Cluster 5: 686 teams from mostly the 1990s-present. These teams scored an average of 4.7 runs per game, belted an average of 1.0 home runs per game, struck out an average of 6.7 times per game, and allowed an average of 4.3 earned runs per game.

Cluster 6: 306 teams spread from 1900 to approximately 1950, with a concentration in the 1910s and another notable pocket in the WW II era. These teams scored an average of 4.0 runs per game, smacked an average of 0.25 home runs per game, struck out an average of 3.6 times per game, and allowed an average of 3.0 earned runs per game. This cluster is particularly fascinating. Essentially, it tells us that, likely due to the MLB losing players during WW II, many teams were reduced to resembling clubs from 30 years prior.

An Excel file that shows what cluster each team falls in can be found on GitHub. What I find most interesting is the teams that are in a cluster of mostly ball clubs from a different era!

Hierarchical Cluster on Teams Data

I also conducted a hierarchical cluster on the data. The typical output of a hierarchical cluster is a dendrogram, shown below.

Cluster Dendrogram

The dendrogram is pretty messy and impossible to interpret. However, we can zoom in on portions of it.

Dendrogram Zoom 1

The numbers represent rows in our dataset. If we query, for example, rows 307 and 324, we see they correspond to the 1912 Reds and the 1913 Pirates. Therefore, we can say that the most similar team to the 1912 Reds was the 1913 Pirates!

Let’s zoom into one more area of the dendrogram.

Dendrogram Zoom 2

If we query rows 944 and 768, we find that the 1940 Giants were most similar to the…1951 Giants! With one exception, of course: The 1940 team didn’t have Bobby Thomson’s famous “shot heard ’round the world”!

Principal Components Analysis

We did all of this work on 19 variables. Would it have been possible to cluster teams using a smaller number of variables? Possibly. To close the analysis, I conducted principal components analysis (PCA) on the dataset. Essentially, principal components are buckets that combine features to explain variability in data. In this case, the idea is to see if we could conduct the analysis with fewer than 19 variables and still retain the information contained in the original data.

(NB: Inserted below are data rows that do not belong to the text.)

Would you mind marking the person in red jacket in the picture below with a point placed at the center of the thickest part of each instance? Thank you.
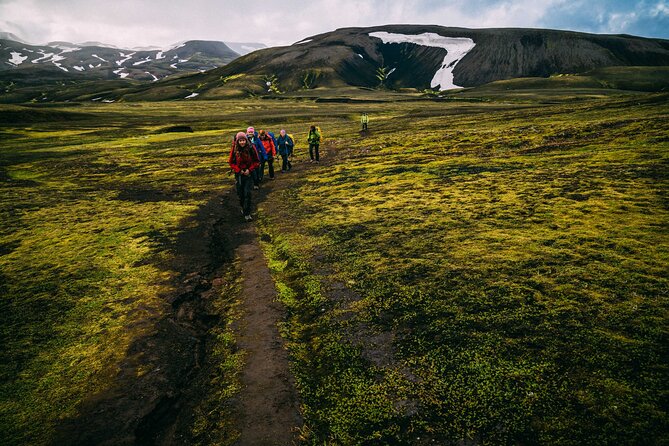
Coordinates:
(270, 150)
(243, 161)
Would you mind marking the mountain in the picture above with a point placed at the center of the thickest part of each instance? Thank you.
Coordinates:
(10, 36)
(244, 48)
(417, 56)
(93, 60)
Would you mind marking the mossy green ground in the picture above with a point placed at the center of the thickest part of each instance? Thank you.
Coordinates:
(503, 264)
(515, 259)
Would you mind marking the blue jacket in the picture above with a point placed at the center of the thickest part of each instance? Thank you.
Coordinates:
(262, 154)
(271, 135)
(285, 145)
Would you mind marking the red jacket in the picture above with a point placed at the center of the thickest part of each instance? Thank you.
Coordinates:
(270, 148)
(246, 159)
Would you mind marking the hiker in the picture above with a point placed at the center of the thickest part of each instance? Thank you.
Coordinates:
(314, 140)
(244, 161)
(259, 173)
(285, 144)
(270, 149)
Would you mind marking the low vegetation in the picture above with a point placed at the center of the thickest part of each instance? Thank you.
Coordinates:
(486, 270)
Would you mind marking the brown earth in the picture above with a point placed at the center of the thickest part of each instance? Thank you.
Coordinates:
(156, 407)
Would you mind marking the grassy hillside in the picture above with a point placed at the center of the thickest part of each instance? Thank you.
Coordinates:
(490, 272)
(481, 274)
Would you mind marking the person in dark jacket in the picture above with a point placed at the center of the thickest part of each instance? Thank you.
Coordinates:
(314, 140)
(285, 145)
(244, 161)
(253, 138)
(270, 149)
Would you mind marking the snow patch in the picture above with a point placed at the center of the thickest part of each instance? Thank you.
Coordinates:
(456, 48)
(44, 56)
(148, 59)
(67, 49)
(126, 57)
(17, 58)
(120, 74)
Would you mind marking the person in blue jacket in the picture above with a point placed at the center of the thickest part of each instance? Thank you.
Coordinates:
(258, 173)
(285, 144)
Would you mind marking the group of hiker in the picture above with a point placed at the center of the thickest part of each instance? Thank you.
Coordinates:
(252, 150)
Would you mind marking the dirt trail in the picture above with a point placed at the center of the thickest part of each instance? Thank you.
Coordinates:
(157, 408)
(268, 404)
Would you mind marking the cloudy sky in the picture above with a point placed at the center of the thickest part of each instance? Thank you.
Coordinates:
(130, 23)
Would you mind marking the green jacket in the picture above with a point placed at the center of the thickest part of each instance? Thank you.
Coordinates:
(314, 137)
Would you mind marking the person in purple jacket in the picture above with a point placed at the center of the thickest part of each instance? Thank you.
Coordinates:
(258, 173)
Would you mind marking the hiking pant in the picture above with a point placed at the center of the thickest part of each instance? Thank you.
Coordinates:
(314, 148)
(286, 165)
(260, 173)
(244, 186)
(270, 165)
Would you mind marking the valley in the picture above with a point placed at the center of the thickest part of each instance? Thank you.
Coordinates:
(483, 266)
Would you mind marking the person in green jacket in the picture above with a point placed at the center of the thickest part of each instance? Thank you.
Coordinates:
(314, 140)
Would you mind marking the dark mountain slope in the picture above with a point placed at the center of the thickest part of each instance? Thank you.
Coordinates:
(351, 56)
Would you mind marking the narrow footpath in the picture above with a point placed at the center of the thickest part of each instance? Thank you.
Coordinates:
(268, 405)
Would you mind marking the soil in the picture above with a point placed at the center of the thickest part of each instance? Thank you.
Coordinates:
(155, 407)
(268, 403)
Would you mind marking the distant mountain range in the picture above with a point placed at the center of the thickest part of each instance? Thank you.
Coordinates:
(398, 57)
(418, 56)
(95, 60)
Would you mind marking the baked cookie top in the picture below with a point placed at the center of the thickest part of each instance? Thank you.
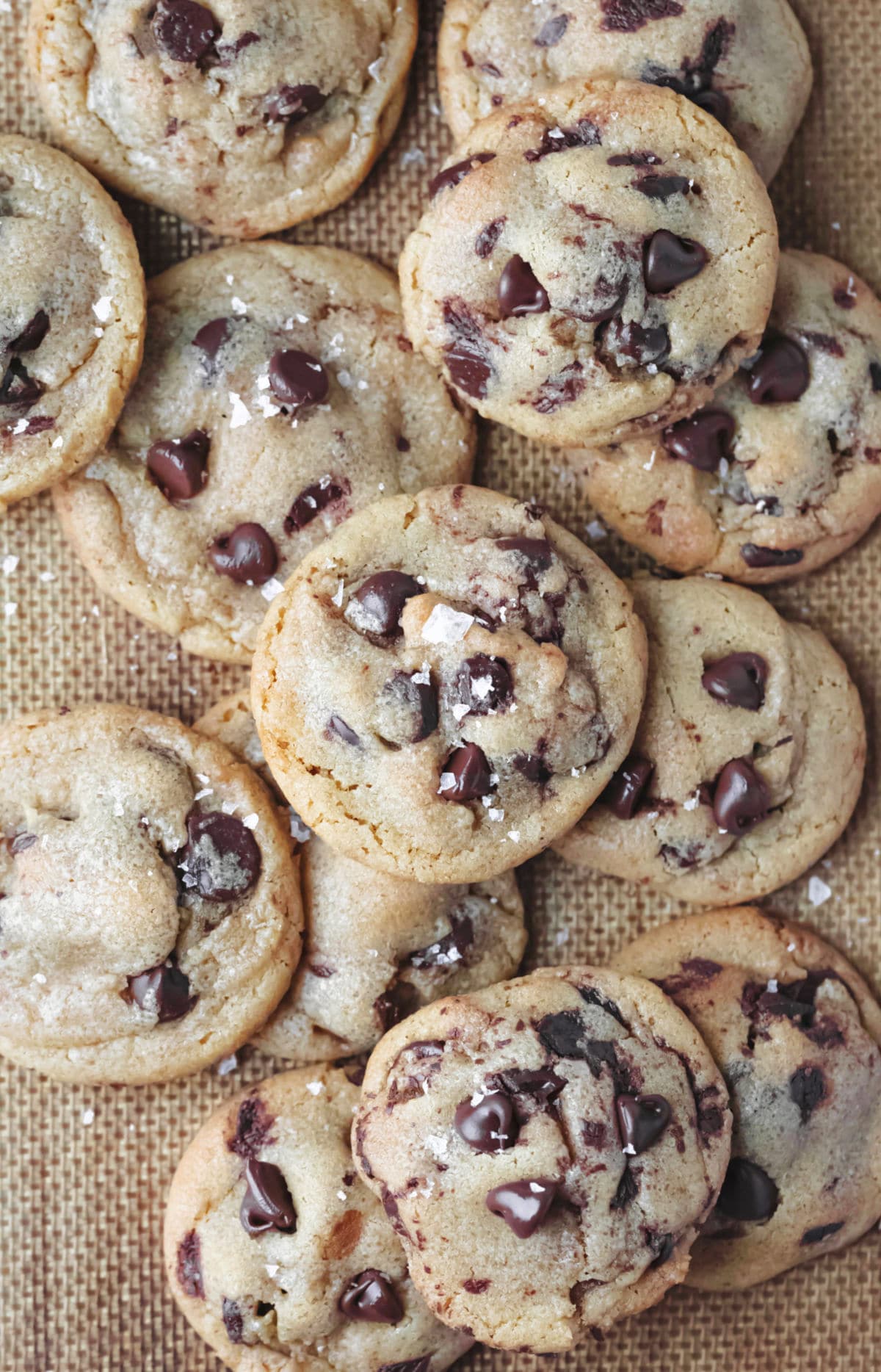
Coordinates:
(593, 264)
(797, 1032)
(243, 115)
(151, 911)
(748, 66)
(278, 1253)
(546, 1150)
(748, 758)
(446, 684)
(278, 395)
(72, 316)
(783, 469)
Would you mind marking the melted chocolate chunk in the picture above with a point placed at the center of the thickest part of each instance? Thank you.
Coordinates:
(747, 1193)
(184, 31)
(290, 104)
(703, 439)
(178, 466)
(246, 555)
(755, 556)
(641, 1120)
(382, 599)
(487, 1125)
(452, 176)
(470, 771)
(523, 1205)
(737, 679)
(521, 291)
(780, 372)
(189, 1266)
(371, 1299)
(669, 261)
(313, 499)
(162, 991)
(221, 861)
(742, 799)
(32, 335)
(628, 787)
(267, 1204)
(297, 378)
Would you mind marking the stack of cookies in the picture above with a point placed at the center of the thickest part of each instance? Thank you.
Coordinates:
(268, 453)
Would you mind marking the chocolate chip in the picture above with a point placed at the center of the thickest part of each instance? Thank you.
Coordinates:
(780, 372)
(470, 771)
(267, 1204)
(380, 602)
(483, 684)
(628, 787)
(290, 104)
(737, 679)
(822, 1231)
(18, 386)
(313, 499)
(244, 555)
(669, 261)
(221, 861)
(178, 466)
(703, 439)
(162, 991)
(452, 176)
(742, 799)
(755, 556)
(297, 378)
(189, 1266)
(371, 1299)
(808, 1088)
(552, 31)
(521, 291)
(211, 336)
(641, 1120)
(184, 31)
(523, 1205)
(747, 1193)
(32, 335)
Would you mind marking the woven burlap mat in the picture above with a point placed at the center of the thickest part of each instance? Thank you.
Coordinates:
(81, 1285)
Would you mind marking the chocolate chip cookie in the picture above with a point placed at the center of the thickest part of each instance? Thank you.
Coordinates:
(783, 469)
(748, 759)
(72, 316)
(446, 684)
(150, 910)
(377, 945)
(797, 1032)
(545, 1150)
(242, 117)
(748, 66)
(593, 264)
(278, 395)
(278, 1253)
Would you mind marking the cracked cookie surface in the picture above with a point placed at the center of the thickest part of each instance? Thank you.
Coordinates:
(593, 264)
(244, 117)
(750, 754)
(72, 316)
(545, 1150)
(446, 684)
(278, 1253)
(781, 471)
(377, 947)
(150, 913)
(278, 395)
(795, 1032)
(748, 66)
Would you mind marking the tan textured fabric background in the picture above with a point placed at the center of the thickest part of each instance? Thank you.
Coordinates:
(81, 1286)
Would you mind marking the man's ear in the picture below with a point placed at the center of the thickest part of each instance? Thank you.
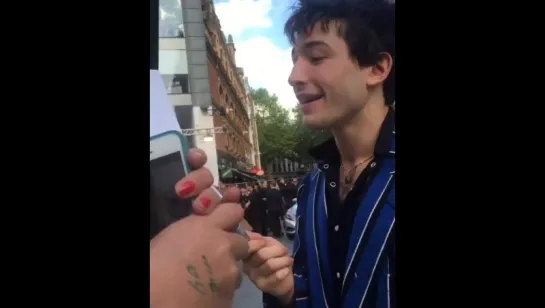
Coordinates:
(380, 71)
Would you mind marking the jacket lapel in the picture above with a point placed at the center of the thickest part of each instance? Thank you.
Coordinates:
(374, 221)
(317, 244)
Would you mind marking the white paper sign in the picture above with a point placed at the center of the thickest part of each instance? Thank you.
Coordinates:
(162, 116)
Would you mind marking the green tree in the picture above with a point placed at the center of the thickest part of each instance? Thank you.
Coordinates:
(275, 128)
(306, 138)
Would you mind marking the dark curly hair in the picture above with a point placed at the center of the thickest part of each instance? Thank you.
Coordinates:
(367, 26)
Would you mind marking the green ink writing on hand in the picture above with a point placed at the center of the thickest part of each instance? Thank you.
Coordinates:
(208, 267)
(198, 286)
(214, 288)
(192, 271)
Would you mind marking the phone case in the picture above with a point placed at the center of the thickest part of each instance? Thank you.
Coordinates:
(185, 146)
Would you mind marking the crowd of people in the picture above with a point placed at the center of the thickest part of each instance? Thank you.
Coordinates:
(265, 203)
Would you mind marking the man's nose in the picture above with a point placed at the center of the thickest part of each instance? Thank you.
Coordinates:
(297, 78)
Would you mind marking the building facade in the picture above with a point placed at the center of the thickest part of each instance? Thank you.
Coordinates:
(182, 61)
(232, 108)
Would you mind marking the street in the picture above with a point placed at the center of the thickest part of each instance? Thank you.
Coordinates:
(248, 296)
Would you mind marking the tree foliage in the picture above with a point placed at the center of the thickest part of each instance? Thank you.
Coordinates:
(277, 136)
(306, 138)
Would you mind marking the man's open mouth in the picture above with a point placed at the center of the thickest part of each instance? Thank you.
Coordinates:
(309, 99)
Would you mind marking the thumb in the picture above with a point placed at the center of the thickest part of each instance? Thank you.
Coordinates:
(254, 236)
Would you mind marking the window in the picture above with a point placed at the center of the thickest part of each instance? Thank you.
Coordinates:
(170, 19)
(177, 84)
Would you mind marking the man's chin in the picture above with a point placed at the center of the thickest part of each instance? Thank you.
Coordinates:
(315, 122)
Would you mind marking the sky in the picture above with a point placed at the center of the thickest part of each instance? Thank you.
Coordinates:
(261, 47)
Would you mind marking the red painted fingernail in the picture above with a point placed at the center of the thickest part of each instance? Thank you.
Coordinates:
(186, 188)
(205, 202)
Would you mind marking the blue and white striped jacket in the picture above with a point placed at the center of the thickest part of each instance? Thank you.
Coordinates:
(368, 281)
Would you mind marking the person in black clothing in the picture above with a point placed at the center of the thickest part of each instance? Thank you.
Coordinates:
(275, 209)
(244, 197)
(289, 193)
(256, 213)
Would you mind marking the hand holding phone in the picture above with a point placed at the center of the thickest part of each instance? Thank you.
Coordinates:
(170, 165)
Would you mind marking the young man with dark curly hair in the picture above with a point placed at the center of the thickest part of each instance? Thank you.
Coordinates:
(343, 77)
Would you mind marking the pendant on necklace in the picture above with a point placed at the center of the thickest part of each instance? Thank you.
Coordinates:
(347, 179)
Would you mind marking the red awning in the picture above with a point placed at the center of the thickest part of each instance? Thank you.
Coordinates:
(256, 171)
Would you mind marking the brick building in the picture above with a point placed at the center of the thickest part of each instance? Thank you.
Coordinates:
(232, 108)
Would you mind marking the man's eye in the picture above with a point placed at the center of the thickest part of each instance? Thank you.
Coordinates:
(316, 60)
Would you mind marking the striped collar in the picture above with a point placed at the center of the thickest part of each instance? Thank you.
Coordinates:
(327, 151)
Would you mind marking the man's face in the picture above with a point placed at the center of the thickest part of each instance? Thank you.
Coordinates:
(329, 85)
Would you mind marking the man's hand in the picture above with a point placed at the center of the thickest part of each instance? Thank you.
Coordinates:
(198, 184)
(193, 262)
(270, 268)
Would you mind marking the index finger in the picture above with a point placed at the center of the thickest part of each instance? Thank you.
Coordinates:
(196, 158)
(239, 245)
(227, 216)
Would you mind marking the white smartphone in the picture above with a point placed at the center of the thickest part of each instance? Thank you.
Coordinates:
(168, 165)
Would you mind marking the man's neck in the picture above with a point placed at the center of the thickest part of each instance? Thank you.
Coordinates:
(356, 139)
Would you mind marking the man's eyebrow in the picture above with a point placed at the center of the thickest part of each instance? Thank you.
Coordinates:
(312, 44)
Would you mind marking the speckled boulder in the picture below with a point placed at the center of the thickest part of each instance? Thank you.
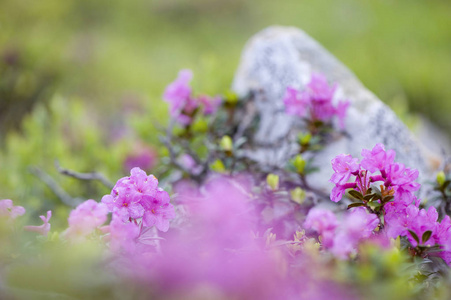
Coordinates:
(278, 57)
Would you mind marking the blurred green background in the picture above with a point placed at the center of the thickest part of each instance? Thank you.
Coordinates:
(81, 80)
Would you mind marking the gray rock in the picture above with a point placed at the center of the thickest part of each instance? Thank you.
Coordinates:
(278, 57)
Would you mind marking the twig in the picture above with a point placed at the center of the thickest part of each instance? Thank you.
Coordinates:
(56, 189)
(84, 176)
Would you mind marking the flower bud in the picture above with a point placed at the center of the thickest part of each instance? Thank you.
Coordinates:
(441, 178)
(304, 139)
(217, 166)
(226, 144)
(273, 181)
(299, 164)
(298, 195)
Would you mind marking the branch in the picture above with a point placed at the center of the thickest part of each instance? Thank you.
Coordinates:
(85, 176)
(56, 189)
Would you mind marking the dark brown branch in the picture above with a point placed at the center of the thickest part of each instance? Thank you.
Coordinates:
(84, 176)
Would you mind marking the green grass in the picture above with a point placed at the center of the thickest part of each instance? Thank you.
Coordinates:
(116, 54)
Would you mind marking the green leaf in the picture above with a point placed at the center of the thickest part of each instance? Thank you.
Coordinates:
(374, 204)
(387, 198)
(414, 235)
(356, 194)
(426, 236)
(355, 205)
(369, 197)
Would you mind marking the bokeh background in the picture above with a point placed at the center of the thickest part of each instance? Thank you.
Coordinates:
(81, 80)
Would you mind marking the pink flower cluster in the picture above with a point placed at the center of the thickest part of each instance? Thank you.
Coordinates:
(377, 165)
(183, 104)
(316, 99)
(402, 216)
(223, 253)
(139, 197)
(342, 238)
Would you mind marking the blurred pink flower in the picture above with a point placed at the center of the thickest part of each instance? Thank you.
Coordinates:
(44, 228)
(7, 209)
(85, 218)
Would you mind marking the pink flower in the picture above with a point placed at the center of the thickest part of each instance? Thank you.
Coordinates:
(177, 93)
(377, 159)
(123, 235)
(341, 110)
(85, 218)
(44, 228)
(339, 190)
(159, 211)
(7, 209)
(138, 196)
(343, 166)
(358, 224)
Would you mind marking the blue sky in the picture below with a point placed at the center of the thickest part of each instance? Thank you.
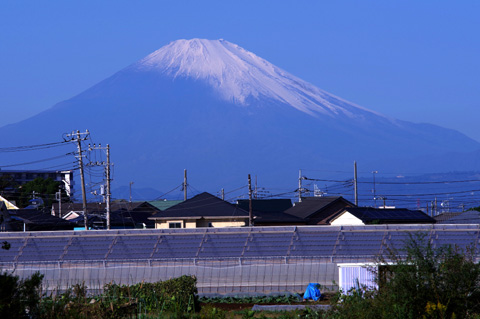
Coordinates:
(413, 60)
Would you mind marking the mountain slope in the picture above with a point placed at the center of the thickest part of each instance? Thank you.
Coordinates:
(222, 112)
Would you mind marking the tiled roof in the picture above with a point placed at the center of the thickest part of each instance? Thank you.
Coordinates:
(311, 205)
(397, 215)
(202, 205)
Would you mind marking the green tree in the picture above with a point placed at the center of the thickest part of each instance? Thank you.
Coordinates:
(419, 281)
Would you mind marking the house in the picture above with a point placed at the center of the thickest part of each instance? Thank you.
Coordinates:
(21, 177)
(319, 210)
(30, 220)
(369, 215)
(203, 210)
(270, 212)
(468, 217)
(164, 204)
(123, 214)
(8, 204)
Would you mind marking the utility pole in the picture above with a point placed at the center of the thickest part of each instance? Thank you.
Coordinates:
(299, 185)
(250, 210)
(108, 179)
(78, 138)
(184, 184)
(59, 198)
(130, 199)
(355, 182)
(107, 173)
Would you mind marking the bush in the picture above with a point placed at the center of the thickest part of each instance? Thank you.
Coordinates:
(20, 297)
(421, 282)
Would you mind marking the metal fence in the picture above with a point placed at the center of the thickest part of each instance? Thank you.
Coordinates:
(226, 276)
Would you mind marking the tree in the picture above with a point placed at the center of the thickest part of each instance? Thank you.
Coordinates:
(419, 281)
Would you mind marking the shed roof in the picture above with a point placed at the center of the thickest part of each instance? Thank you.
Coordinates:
(394, 215)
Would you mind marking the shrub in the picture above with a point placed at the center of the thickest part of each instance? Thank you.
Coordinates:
(417, 282)
(19, 297)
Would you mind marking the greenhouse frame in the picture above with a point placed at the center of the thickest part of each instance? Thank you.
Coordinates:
(225, 261)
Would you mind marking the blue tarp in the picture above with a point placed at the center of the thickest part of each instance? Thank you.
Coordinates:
(312, 292)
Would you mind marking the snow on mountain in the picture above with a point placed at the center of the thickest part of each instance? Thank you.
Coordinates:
(239, 75)
(223, 112)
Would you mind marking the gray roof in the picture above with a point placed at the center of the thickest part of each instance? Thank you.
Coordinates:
(319, 206)
(391, 215)
(202, 206)
(468, 217)
(334, 243)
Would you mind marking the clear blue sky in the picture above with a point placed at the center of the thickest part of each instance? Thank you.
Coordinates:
(413, 60)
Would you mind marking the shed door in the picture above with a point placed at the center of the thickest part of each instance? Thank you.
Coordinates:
(355, 276)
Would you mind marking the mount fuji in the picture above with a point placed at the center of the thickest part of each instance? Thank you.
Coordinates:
(222, 112)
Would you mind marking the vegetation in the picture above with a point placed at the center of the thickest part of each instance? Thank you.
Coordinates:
(424, 283)
(419, 282)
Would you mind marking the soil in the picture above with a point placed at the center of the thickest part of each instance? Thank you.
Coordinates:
(242, 306)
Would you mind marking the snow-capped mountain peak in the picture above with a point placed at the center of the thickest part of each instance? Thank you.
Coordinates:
(238, 75)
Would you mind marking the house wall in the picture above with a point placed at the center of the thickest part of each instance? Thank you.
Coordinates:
(221, 223)
(355, 276)
(346, 219)
(201, 223)
(165, 223)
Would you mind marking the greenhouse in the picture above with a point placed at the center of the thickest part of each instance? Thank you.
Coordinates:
(226, 261)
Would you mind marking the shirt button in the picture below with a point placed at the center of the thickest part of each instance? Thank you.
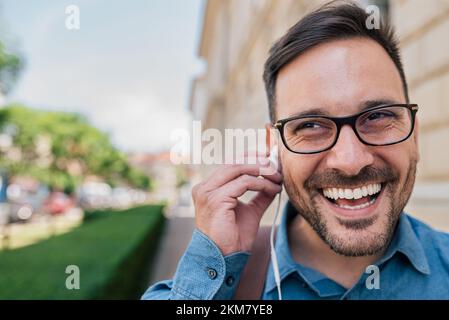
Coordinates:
(212, 273)
(230, 281)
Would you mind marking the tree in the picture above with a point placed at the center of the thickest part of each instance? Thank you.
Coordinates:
(10, 67)
(60, 149)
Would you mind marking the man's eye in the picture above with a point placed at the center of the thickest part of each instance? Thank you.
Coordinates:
(308, 125)
(380, 115)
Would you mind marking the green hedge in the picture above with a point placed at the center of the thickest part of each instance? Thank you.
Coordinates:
(113, 251)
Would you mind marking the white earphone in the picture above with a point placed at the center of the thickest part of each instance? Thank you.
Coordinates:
(274, 159)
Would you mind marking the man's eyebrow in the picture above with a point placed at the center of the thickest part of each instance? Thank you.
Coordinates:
(368, 104)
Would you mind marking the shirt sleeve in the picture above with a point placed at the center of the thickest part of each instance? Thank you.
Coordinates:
(203, 273)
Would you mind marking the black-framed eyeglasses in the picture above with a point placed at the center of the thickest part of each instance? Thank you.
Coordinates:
(379, 126)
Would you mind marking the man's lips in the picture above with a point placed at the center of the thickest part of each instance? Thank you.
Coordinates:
(353, 202)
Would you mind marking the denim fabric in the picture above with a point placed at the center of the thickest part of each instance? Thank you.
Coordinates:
(415, 266)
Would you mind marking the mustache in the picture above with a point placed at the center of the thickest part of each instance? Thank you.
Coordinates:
(333, 177)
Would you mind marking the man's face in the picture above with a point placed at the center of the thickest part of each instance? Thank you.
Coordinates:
(340, 78)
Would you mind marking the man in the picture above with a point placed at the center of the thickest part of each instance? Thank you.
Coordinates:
(338, 96)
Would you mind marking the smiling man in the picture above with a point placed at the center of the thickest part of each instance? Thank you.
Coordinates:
(348, 150)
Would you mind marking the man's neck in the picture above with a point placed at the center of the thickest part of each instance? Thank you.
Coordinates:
(310, 250)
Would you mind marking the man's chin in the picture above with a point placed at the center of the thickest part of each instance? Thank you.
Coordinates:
(355, 231)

Inspecting the chart below, we see that the first two principal components retain 62% of the variability in the data, and it takes seven principal components to capture 90% of the variability. So, it appears we could conduct the analysis, should we so choose, on a smaller set of features and still retain most of the variability from the original data.

PCA Scree Plot

The charts below show the variables that contribute most to the first two components. In my view, these components don’t tell a cohesive story. If we restricted the analysis to recent decades, mitigating the effects of the game changing over time, these results could be quite different.

PCA 1 Variables

PCA 2 Variables

Lastly, I plotted a factor map, often called a biplot, of how the variables contribute to the first two principal components. Features that are close together on the map have similar impact on the first two principle components. For example, HRA and HA are both at approximately 0.75 on the x-axis (PCA 1) and at roughly -0.45 on the y-axis (PCA 2). And if we review the charts above, we notice that HRA and HR are right next to each other.

Factor Map

And that’s a wrap! Coming up, we’ll heavily dive into predictions using machine learning algorithms.